Page:Michelet - OC, Histoire de la Révolution française, t. 3.djvu/174

La bibliothèque libre.
Cette page a été validée par deux contributeurs.

Douze morts furent portés à l’hôpital du Gros-Caillou, et l’on prétend qu’on en jeta la nuit beaucoup dans la Seine. Les journaux vont jusqu’à dire, avec une évidente exagération, qu’on en jeta quinze cents.

Les douze dont nous avons les noms, signalements et costumes, sont tous gens obscurs, de pauvres gens de la classe ouvrière : un jeune garçon que son père reconnut le lendemain, une femme du peuple, de cinquante à soixante ans, pauvrement vêtue, lente et lourde, qui ne put pas se sauver, etc.

Quelle fut la part de chacun dans ce malheur et ce crime ? — Ni Bailly, ni La Fayette n’ordonna le feu. — On abusa visiblement de l’ordre général, donné en partant, de dissiper l’attroupement par la force, s’il y avait résistance. Cet ordre supposait de plus un signal, qu’on n’attendit pas.

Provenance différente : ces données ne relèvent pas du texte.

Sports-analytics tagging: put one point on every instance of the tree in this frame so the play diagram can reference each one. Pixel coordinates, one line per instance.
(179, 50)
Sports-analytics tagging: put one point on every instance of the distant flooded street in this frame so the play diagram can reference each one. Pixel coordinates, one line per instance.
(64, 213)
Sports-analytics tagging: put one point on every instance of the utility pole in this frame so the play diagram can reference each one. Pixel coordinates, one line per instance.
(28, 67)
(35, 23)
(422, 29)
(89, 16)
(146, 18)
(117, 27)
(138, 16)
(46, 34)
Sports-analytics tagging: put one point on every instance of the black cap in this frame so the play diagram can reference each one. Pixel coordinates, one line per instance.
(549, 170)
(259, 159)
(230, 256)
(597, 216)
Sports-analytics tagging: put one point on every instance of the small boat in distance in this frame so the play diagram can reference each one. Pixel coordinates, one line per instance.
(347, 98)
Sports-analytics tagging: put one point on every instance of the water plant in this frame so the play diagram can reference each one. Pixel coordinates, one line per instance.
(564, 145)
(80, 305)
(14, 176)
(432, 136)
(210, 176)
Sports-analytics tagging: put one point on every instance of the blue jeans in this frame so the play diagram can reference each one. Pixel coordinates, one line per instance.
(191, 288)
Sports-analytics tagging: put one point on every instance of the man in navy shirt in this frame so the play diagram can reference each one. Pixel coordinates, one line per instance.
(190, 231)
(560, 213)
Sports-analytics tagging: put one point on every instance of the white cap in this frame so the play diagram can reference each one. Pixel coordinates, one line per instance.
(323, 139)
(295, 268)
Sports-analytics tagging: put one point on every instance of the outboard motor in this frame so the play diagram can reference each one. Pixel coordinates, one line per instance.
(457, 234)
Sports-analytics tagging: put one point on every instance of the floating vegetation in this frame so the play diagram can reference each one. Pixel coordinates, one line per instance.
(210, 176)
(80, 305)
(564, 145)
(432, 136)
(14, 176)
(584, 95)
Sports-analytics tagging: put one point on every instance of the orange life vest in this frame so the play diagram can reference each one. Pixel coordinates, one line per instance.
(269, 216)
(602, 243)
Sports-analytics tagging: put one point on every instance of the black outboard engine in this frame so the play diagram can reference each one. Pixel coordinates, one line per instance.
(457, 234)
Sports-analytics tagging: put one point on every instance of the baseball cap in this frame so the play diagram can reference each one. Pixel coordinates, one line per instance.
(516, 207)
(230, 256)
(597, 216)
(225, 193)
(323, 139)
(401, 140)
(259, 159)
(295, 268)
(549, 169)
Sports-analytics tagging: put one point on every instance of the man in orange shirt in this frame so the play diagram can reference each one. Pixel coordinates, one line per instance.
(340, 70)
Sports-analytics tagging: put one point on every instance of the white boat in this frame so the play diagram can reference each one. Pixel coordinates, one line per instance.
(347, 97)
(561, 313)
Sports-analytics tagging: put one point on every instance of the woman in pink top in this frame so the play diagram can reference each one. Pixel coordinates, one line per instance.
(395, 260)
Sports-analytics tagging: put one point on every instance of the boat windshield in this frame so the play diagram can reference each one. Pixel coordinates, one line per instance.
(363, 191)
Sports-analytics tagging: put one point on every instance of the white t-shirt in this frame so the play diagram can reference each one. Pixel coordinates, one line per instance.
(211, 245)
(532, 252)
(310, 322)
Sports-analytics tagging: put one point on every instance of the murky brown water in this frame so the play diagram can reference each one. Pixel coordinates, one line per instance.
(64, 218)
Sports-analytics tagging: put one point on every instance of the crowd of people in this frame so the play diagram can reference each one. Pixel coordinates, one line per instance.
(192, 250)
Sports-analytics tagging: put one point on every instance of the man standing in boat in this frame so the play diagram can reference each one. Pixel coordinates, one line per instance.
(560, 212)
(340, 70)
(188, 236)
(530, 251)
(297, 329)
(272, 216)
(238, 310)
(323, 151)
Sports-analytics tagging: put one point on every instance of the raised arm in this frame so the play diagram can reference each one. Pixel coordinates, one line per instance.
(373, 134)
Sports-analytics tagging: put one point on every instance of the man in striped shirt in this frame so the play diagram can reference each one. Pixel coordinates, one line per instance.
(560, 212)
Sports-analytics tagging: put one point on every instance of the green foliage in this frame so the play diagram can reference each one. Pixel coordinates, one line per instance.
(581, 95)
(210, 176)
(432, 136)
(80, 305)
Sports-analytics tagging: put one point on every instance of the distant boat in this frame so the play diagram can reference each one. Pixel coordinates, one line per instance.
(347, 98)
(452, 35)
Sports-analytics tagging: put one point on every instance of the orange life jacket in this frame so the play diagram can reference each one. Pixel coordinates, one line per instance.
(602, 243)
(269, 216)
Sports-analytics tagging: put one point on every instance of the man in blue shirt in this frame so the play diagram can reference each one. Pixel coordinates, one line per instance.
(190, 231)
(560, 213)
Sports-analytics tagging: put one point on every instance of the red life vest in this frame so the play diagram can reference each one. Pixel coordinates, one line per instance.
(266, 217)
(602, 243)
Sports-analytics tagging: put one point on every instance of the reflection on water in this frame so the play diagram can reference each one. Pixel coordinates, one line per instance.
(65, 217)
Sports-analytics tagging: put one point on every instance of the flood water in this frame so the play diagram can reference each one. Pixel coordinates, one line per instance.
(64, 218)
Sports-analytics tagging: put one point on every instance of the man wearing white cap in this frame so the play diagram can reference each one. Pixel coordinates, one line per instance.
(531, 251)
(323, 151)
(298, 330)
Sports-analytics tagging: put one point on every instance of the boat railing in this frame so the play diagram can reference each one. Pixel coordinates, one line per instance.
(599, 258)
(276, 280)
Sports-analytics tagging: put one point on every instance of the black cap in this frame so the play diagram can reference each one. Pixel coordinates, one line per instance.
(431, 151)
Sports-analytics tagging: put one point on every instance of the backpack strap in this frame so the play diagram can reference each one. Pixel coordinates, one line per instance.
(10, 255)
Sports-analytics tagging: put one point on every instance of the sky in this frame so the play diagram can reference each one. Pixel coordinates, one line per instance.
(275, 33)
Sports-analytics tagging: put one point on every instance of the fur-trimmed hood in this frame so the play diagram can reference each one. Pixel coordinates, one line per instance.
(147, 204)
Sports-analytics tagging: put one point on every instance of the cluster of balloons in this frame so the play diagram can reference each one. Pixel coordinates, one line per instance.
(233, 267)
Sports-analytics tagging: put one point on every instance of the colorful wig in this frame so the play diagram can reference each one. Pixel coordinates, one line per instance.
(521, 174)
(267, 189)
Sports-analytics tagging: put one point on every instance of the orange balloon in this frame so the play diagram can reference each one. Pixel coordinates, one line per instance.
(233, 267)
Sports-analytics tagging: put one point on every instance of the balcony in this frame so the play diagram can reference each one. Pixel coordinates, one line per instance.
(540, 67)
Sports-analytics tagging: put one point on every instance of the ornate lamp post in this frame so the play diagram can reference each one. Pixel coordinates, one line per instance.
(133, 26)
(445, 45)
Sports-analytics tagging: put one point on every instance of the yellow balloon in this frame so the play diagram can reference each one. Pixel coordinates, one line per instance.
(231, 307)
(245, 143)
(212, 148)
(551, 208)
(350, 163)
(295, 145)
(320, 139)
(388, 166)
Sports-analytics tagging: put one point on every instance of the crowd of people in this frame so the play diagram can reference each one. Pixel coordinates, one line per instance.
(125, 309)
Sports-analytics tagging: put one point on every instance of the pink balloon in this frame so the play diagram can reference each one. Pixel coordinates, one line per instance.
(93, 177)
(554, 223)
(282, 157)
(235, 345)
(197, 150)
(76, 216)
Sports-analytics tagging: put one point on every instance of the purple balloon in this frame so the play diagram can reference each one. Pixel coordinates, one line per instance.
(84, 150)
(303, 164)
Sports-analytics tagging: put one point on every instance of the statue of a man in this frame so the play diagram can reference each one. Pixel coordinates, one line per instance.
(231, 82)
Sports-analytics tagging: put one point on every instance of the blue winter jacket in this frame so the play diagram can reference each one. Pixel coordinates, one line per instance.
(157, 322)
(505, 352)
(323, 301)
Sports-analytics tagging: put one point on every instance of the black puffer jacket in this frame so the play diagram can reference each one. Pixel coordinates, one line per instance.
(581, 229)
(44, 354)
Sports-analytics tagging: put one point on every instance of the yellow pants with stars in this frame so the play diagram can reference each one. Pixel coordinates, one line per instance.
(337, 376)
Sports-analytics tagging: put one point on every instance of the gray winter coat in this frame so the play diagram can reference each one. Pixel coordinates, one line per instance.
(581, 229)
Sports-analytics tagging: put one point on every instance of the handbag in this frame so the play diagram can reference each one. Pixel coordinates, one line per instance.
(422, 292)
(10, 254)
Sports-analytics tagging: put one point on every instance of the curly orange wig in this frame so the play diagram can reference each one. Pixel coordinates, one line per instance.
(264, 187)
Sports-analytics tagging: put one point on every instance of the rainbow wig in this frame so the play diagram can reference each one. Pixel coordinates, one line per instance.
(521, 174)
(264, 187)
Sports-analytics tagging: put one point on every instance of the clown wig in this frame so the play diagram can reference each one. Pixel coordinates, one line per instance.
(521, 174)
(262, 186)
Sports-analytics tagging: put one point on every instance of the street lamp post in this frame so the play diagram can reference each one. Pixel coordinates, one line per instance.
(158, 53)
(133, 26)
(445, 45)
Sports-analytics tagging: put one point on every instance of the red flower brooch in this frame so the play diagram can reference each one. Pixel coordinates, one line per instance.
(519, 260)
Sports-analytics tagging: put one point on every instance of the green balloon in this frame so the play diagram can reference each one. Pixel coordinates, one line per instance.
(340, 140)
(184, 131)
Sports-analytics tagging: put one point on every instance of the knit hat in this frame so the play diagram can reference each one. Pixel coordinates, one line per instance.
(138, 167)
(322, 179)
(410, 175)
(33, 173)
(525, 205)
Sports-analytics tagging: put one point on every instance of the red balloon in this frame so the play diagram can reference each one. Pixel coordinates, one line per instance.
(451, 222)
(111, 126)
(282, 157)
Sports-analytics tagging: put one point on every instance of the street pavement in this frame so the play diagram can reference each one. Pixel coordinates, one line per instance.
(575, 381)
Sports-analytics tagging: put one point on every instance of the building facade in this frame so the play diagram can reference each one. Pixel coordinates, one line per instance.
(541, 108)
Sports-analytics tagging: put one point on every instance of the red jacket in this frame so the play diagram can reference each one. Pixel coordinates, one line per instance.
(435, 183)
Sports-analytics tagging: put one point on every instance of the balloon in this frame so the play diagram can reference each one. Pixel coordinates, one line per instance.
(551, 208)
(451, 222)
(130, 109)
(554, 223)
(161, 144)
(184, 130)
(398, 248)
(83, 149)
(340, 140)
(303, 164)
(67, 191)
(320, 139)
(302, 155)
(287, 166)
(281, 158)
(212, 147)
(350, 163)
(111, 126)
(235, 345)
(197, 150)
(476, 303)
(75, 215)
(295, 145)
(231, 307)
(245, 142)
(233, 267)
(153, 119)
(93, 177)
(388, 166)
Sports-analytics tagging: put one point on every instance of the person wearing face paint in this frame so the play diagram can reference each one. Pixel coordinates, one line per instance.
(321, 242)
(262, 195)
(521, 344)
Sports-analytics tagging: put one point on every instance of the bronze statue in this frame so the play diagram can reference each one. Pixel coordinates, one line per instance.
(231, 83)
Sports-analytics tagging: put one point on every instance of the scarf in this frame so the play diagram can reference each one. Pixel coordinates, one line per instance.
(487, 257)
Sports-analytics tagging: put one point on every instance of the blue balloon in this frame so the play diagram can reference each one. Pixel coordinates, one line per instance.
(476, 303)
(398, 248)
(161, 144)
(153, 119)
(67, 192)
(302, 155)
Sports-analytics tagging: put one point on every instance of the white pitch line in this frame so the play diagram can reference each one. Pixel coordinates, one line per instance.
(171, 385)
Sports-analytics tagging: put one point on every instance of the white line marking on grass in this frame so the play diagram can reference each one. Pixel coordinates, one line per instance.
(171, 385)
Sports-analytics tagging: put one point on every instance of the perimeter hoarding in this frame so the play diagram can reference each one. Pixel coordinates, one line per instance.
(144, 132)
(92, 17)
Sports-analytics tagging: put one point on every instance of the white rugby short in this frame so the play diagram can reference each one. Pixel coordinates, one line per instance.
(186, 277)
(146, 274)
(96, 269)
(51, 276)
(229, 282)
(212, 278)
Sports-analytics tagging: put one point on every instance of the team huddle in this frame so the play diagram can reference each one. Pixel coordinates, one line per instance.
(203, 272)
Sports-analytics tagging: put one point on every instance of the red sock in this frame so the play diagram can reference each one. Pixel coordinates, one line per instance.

Qui précipita le feu ? Qui poussa la garde soldée ? Qui la détourna des glacis d’où volaient les pierres, pour la faire tirer sur l’autel inoffensif, sur la pétition anti-royaliste ? — Le bon sens suffit pour répondre : ceux qui y avaient intérêt, c’est-à-dire les royalistes, les nobles ou clients des nobles, qui se trouvaient là comme officiers de la garde nationale ou comme volontaires amateurs, dans cette chasse aux républicains, un chevalier de Malte, par exemple, qui s’en vante dans les journaux quelques jours après.

Des trois corps qui entrèrent dans le Champ de Mars, un seul tira, celui du centre, formé presque en totalité par la garde soldée.